The involvement of God’s people in government and politics has been rare. Those living in the United States of America are thankful to have religious freedom, and demands that are not burdensome. Even those people in countries that have severe governments with curtailed freedoms and heavy demands are able to live and survive. All of us have to tread our way through the maze of government requirements while maintaining a conscience pleasing to God, and are to keep our Lord’s words clearly in mind: ‘Render unto Caesar the things that belong to Caesar; and render unto God the things that belong to God’.


As movements break out toward anarchy, lawlessness, and opposition to governments and authorities, none of us should be swept up into such movements. We should stay aloof from such trends, placing our hopes in the promises of God to be fulfilled in his kingdom. What can some of these trends be? The desire for greater freedoms, less restrictions of every type, and promotion of racial and nationalistic goals with a desire for superiority over others, are among the fuels being added to the fires burning throughout the world in these last days.

The description by the Apostle Paul of people’s attitudes in these last days, indicates that the freedom of all to do as they please without restrictions, is a condition of anarchy that has crept up on us unawares. Any movement that tends to break down the family authority or governmental authority, and to do away with these completely, is a step in the direction of anarchy.

It was not too long ago that some students in the U.S.A. and France took over institutions of higher learning and told them what they wanted taught, and adopted as a banner—not the red flag of communism—but the black flag of anarchy!

The fasting and praying by the religious leaders of our nation on November 16-18 last year was a noble act. They recognized that the problems brought before God’s throne have no human solution. The matters giving them great concern were such as we mentioned early on in this article—twelve-year-olds carrying guns, committing wanton murder; as well as others abandoning marriage promises; increase of teenage suicides; and the use of alcohol and drug escape routes.
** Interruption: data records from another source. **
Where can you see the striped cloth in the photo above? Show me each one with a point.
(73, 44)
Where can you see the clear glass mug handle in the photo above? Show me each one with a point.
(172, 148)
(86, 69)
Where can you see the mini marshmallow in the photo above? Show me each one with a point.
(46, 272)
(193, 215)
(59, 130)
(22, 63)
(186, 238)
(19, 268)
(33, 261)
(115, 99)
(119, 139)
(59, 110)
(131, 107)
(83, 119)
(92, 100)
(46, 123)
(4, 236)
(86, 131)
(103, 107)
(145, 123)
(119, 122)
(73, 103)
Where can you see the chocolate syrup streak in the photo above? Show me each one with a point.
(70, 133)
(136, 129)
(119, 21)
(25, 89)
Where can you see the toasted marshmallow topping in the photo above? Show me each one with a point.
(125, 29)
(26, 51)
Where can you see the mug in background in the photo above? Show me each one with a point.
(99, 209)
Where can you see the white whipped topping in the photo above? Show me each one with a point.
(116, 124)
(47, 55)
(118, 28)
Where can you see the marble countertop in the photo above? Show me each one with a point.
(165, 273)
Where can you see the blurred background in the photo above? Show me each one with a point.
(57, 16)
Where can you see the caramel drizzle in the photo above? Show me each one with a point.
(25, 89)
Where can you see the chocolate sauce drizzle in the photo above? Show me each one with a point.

Yet, what seems to elude these noble people is that God prophesied that such things would happen in the last days of this present evil world. If they only knew that the prayer Jesus taught his disciples to pray, “Thy kingdom come. Thy will be done in earth, as it is in heaven” (Matt. 6:10), was the most important prayer they could utter. If they had the hope of the establishment of his kingdom in the very near future, they would receive overwhelming peace. How glad we are that the great leader, Jesus Christ, and his associates, have been chosen for this leadership. God will change the hearts of men. He has promised to pour out his Holy Spirit upon all flesh. (Joel 2:28) Until this happens, the terrible problems of these last days will not be overcome.